きっかけは、18年前に現在の夫から「好きな人ができた」と言われたことでした。結婚する半年ぐらい前のことでした。

その後に関係性を修復したのですが、そのときはあまりのショックから情緒不安定になり、気づくと盗みをしていました。

当時住んでいたニューヨークのアッパーウエストサイドにあるグローサリーストアーに立ち寄り、手にした食料品を次々とジム用の大きなバッグに入れていたんです。

誰の目にも明らかな万引きをしていたので、お店の人に見つかり、そのお店には出入り禁止になりました。

――ほとんど無意識的に盗んでいたんですね。

スイッチが入ってしまうと次の瞬間にはもう盗っている、盗ることに全てを賭けているようでした。

今となっては恥ずかしいのですが、そのときは申し訳ないというような罪悪感はまったくなかったんです。

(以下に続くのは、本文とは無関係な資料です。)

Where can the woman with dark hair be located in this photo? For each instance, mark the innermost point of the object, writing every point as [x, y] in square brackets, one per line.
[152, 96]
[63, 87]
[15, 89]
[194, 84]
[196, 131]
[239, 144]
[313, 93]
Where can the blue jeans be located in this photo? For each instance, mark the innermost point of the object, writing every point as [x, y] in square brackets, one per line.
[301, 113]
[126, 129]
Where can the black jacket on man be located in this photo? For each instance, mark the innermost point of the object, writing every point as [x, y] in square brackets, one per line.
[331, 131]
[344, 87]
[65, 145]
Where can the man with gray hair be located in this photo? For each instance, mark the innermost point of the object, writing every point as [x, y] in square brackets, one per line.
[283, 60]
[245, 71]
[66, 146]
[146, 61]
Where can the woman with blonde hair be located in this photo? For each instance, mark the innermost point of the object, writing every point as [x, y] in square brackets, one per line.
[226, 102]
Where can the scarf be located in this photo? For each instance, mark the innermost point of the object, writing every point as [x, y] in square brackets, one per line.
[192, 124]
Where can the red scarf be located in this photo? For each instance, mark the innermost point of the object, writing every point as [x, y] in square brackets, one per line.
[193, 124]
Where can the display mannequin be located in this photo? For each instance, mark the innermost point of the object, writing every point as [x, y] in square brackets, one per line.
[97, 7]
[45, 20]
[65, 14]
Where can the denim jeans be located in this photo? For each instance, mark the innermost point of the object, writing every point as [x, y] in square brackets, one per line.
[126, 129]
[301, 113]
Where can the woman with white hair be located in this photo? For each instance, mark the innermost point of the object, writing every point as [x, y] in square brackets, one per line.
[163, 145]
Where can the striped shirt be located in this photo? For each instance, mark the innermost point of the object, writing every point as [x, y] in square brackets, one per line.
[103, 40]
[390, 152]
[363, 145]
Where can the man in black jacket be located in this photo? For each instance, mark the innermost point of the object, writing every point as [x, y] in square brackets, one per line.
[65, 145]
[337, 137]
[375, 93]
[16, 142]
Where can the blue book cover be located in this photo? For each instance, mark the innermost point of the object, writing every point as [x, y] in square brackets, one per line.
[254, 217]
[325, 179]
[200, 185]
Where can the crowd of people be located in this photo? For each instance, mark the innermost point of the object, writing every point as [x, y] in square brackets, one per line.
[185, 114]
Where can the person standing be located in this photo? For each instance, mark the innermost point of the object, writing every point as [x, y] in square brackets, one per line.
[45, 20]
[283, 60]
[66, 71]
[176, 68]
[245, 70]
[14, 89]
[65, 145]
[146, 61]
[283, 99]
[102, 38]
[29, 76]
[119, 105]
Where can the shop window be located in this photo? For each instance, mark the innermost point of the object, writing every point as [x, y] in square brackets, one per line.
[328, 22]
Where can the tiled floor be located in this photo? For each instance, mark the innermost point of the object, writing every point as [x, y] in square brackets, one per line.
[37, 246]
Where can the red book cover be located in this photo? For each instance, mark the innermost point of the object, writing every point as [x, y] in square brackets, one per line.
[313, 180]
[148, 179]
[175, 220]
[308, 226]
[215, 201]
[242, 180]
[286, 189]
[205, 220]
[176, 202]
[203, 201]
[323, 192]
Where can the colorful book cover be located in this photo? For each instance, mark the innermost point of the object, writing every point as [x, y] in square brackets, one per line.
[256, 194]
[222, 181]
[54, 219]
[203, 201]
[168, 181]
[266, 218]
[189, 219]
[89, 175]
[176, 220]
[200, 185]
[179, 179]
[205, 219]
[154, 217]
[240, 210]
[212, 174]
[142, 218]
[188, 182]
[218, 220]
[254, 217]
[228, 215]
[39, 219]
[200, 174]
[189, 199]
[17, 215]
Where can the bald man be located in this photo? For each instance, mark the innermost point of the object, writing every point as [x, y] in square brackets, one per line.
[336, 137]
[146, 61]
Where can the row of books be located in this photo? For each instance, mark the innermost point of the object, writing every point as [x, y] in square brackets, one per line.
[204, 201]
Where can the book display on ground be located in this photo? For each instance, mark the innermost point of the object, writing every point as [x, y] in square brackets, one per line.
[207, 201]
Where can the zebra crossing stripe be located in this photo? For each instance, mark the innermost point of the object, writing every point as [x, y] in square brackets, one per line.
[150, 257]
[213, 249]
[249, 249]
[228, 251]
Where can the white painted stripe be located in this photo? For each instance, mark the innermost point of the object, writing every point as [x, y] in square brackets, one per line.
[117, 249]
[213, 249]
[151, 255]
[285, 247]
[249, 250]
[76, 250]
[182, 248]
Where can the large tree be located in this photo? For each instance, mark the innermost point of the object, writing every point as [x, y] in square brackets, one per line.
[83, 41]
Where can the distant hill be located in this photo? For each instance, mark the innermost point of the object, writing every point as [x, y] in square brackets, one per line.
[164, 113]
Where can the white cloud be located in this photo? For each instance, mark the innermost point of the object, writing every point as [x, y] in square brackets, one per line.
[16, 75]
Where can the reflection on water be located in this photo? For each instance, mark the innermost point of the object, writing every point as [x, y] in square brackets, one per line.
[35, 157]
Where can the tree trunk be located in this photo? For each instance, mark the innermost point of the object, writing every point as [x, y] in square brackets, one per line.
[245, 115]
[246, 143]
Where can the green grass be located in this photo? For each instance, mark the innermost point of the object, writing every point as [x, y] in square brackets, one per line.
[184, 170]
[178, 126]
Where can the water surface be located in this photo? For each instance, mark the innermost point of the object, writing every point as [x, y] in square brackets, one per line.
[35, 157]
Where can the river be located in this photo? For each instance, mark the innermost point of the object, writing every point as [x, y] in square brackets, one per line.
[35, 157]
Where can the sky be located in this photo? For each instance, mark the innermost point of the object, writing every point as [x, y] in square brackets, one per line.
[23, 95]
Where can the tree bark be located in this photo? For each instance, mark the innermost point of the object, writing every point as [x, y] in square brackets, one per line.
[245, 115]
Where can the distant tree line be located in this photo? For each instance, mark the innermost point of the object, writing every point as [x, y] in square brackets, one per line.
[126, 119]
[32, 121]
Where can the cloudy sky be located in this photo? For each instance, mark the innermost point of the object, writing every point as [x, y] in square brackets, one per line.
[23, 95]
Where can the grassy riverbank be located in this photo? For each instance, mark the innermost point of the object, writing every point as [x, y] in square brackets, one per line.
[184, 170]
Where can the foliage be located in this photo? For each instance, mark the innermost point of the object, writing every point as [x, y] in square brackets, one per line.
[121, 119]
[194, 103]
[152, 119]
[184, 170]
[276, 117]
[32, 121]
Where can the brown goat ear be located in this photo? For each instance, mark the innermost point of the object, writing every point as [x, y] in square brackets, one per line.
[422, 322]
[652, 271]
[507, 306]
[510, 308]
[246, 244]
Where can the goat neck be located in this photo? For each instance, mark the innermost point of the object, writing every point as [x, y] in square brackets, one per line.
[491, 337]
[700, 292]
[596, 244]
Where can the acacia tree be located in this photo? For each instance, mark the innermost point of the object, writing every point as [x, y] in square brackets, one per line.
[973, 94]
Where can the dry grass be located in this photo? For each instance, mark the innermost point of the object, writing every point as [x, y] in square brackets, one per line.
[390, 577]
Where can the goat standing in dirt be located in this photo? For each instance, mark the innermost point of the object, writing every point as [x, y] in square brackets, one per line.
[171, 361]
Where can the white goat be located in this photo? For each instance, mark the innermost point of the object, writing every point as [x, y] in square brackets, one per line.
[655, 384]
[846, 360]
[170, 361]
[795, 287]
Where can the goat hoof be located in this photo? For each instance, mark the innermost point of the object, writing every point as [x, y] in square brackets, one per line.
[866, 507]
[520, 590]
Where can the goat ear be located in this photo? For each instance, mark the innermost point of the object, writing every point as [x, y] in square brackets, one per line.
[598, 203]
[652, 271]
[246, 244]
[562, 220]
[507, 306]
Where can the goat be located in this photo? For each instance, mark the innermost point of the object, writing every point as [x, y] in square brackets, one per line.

盗んでいたのは食料品が中心でしたが、とくに欲しかったり必要だったわけではないんです。とにかく「盗む」という行為自体にとりつかれたようでした。

■財布から500円玉だけを盗んだ

――ほかにはどんなものを盗っていたのですか。

アメリカに住んでいた頃、友人の紹介で入会したニューヨークの高級フィットネスクラブでクレジットカードを盗み、そのときに初めて警察に捕まりました。

フィットネスクラブのマネージャーもよく知っている間柄でしたし、友人も私のことをかばってくれたので、そのときにはすごく申し訳ない気持ちになりました。